For relatively small sample sizes the K-S test does not have good power.
ks.test(x, pexp, 1)
One-sample Kolmogorov-Smirnov test
data: x
D = 0.16877, p-value = 0.1825
alternative hypothesis: two-sided
ks.test(x, pnorm, 1, 1)
One-sample Kolmogorov-Smirnov test
data: x
D = 0.19875, p-value = 0.07346
alternative hypothesis: two-sided
By contrast, a Shapiro-Wilk test of normality, rejects sample x
as having been sampled from any normal distribution, with a P-value very near $0.$
shapiro.test(x)
Shapiro-Wilk normality test
data: x
W = 0.84958, p-value = 8.789e-05
In a simulation with 100,000 samples of size forty from $\mathsf{Exp}(1),$ the K-S test rejected (5% level) only about 36% of the time the null hypothesis that the sampled population is $\mathsf{Norm}(1,1).$
set.seed(2020)
pv = replicate(10^5, ks.test(rexp(40),
pnorm,1,1)$p.val)
mean(pv <= .05)
[1] 0.36385
It isn't hard to tell that a sample from $\mathsf{Exp}(1)$ is not from $\mathsf{Norm}(1,1).$ The exponential distribution gives only positive values. From the normal distribution we should see about 16% negative values. To get positive values all 40 times would be very rare indeed.
pnorm(0, 1, 1)
[1] 0.1586553
(1-pnorm(0, 1, 1))^40
[1] 0.000997607
The $y$-values it can take are in the range $[0, 1]$.
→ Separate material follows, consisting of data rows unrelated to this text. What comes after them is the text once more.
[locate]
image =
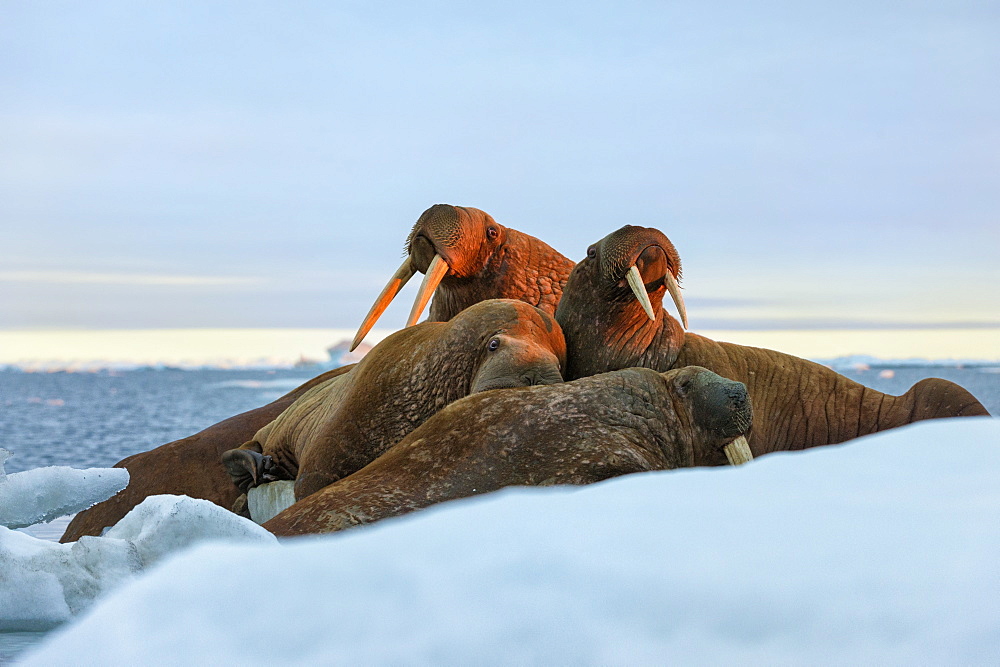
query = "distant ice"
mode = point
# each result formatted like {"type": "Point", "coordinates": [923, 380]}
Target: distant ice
{"type": "Point", "coordinates": [44, 584]}
{"type": "Point", "coordinates": [43, 494]}
{"type": "Point", "coordinates": [880, 551]}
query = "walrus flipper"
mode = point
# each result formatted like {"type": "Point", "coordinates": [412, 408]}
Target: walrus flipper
{"type": "Point", "coordinates": [248, 468]}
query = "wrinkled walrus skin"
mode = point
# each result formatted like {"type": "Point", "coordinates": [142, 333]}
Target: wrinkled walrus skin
{"type": "Point", "coordinates": [189, 466]}
{"type": "Point", "coordinates": [796, 403]}
{"type": "Point", "coordinates": [345, 424]}
{"type": "Point", "coordinates": [503, 263]}
{"type": "Point", "coordinates": [579, 432]}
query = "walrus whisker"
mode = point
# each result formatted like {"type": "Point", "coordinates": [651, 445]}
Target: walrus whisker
{"type": "Point", "coordinates": [675, 294]}
{"type": "Point", "coordinates": [639, 289]}
{"type": "Point", "coordinates": [400, 278]}
{"type": "Point", "coordinates": [738, 451]}
{"type": "Point", "coordinates": [435, 273]}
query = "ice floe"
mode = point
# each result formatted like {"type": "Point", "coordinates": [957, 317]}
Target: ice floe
{"type": "Point", "coordinates": [880, 551]}
{"type": "Point", "coordinates": [43, 494]}
{"type": "Point", "coordinates": [44, 584]}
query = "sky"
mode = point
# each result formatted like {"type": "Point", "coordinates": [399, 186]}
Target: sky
{"type": "Point", "coordinates": [234, 165]}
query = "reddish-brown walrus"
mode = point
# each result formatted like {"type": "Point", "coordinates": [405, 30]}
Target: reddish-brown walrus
{"type": "Point", "coordinates": [612, 316]}
{"type": "Point", "coordinates": [485, 259]}
{"type": "Point", "coordinates": [468, 257]}
{"type": "Point", "coordinates": [343, 425]}
{"type": "Point", "coordinates": [579, 432]}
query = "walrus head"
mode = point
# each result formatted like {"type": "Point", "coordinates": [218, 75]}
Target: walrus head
{"type": "Point", "coordinates": [468, 257]}
{"type": "Point", "coordinates": [517, 345]}
{"type": "Point", "coordinates": [719, 410]}
{"type": "Point", "coordinates": [447, 241]}
{"type": "Point", "coordinates": [611, 309]}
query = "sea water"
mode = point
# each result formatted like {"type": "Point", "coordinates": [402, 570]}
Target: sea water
{"type": "Point", "coordinates": [96, 419]}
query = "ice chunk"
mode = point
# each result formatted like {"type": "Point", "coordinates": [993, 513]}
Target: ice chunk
{"type": "Point", "coordinates": [882, 551]}
{"type": "Point", "coordinates": [43, 494]}
{"type": "Point", "coordinates": [268, 500]}
{"type": "Point", "coordinates": [160, 525]}
{"type": "Point", "coordinates": [43, 584]}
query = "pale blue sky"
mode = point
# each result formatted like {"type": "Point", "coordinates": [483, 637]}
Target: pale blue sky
{"type": "Point", "coordinates": [189, 164]}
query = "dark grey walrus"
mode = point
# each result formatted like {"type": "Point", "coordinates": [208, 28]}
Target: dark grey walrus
{"type": "Point", "coordinates": [578, 432]}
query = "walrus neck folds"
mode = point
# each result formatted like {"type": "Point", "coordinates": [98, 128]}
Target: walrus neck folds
{"type": "Point", "coordinates": [524, 269]}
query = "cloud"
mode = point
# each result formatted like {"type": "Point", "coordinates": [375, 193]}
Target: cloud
{"type": "Point", "coordinates": [93, 278]}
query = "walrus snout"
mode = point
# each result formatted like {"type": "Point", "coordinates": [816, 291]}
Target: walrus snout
{"type": "Point", "coordinates": [720, 406]}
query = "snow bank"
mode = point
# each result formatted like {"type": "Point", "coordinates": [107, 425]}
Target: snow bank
{"type": "Point", "coordinates": [43, 494]}
{"type": "Point", "coordinates": [43, 584]}
{"type": "Point", "coordinates": [881, 551]}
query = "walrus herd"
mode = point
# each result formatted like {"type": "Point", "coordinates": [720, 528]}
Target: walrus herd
{"type": "Point", "coordinates": [531, 369]}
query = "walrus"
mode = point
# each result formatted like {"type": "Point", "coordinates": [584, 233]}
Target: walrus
{"type": "Point", "coordinates": [579, 432]}
{"type": "Point", "coordinates": [467, 257]}
{"type": "Point", "coordinates": [489, 260]}
{"type": "Point", "coordinates": [189, 466]}
{"type": "Point", "coordinates": [346, 423]}
{"type": "Point", "coordinates": [612, 316]}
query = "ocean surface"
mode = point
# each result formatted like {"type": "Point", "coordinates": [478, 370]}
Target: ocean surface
{"type": "Point", "coordinates": [97, 419]}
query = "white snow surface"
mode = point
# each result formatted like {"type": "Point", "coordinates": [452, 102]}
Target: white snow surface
{"type": "Point", "coordinates": [44, 494]}
{"type": "Point", "coordinates": [44, 584]}
{"type": "Point", "coordinates": [880, 551]}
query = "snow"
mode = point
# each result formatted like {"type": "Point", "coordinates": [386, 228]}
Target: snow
{"type": "Point", "coordinates": [44, 584]}
{"type": "Point", "coordinates": [43, 494]}
{"type": "Point", "coordinates": [880, 551]}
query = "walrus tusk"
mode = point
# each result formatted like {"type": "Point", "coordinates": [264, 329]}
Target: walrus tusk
{"type": "Point", "coordinates": [435, 272]}
{"type": "Point", "coordinates": [400, 278]}
{"type": "Point", "coordinates": [675, 294]}
{"type": "Point", "coordinates": [639, 289]}
{"type": "Point", "coordinates": [738, 451]}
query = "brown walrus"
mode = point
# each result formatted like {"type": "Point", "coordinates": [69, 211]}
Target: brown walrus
{"type": "Point", "coordinates": [467, 257]}
{"type": "Point", "coordinates": [346, 423]}
{"type": "Point", "coordinates": [578, 432]}
{"type": "Point", "coordinates": [189, 466]}
{"type": "Point", "coordinates": [612, 316]}
{"type": "Point", "coordinates": [487, 264]}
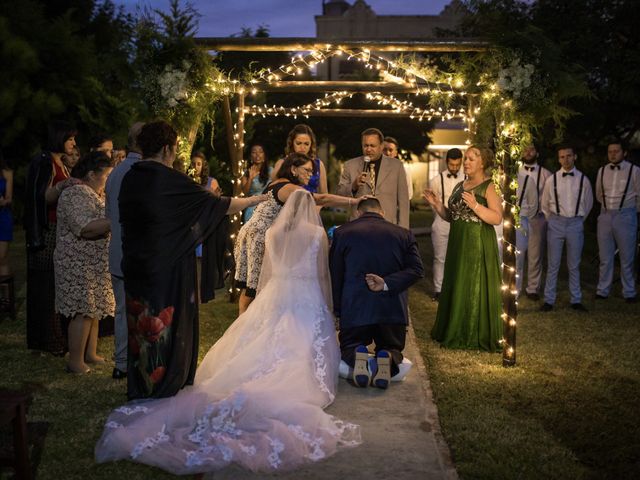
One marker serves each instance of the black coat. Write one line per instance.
(371, 244)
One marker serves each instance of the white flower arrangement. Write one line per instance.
(515, 78)
(173, 84)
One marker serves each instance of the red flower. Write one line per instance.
(150, 328)
(134, 307)
(166, 316)
(157, 374)
(134, 346)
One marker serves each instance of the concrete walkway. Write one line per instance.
(400, 433)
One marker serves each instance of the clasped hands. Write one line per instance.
(362, 179)
(375, 283)
(432, 199)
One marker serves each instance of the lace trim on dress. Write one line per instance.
(131, 411)
(319, 359)
(150, 442)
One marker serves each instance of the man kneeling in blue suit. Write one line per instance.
(373, 262)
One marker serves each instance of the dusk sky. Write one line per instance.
(285, 18)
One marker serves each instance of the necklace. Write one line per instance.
(469, 188)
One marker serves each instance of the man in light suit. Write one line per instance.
(373, 262)
(375, 174)
(618, 191)
(531, 237)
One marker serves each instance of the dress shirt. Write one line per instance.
(568, 193)
(530, 201)
(449, 181)
(614, 182)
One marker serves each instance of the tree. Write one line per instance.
(52, 67)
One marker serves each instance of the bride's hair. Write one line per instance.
(292, 160)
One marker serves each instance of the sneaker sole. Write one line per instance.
(361, 375)
(383, 375)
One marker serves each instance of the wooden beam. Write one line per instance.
(315, 86)
(295, 44)
(348, 112)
Another way of writing $F_n$ is $$F_n(x) = \frac{|\{X_i \mid X_i \leq x\}|}{n},$$ where $|\{X_i \mid X_i \leq x\}|$ is the number of data points less than or equal to $x$, and $n$ is the number of data points.
The function is a step function, with $F(x) = 0$ whenever $x < \min(X_i)$, $F(x) = 1$ whenever $\max(X_i) < x$, and $F_n(x) \in (0, 1)$ otherwise. For example, suppose that $n = 4$ and $X_1 = 0.55$, $X_2 = 0.1$, $X_3 = 0.8$, $X_4 = 0.25$, then $F_n$ is shown below:
To calculate $D_n$ for a given $F_n, F$ you just calculate $|F_n(x) - F(x)|$ wherever $F_n$ or $F$ is discontinuous.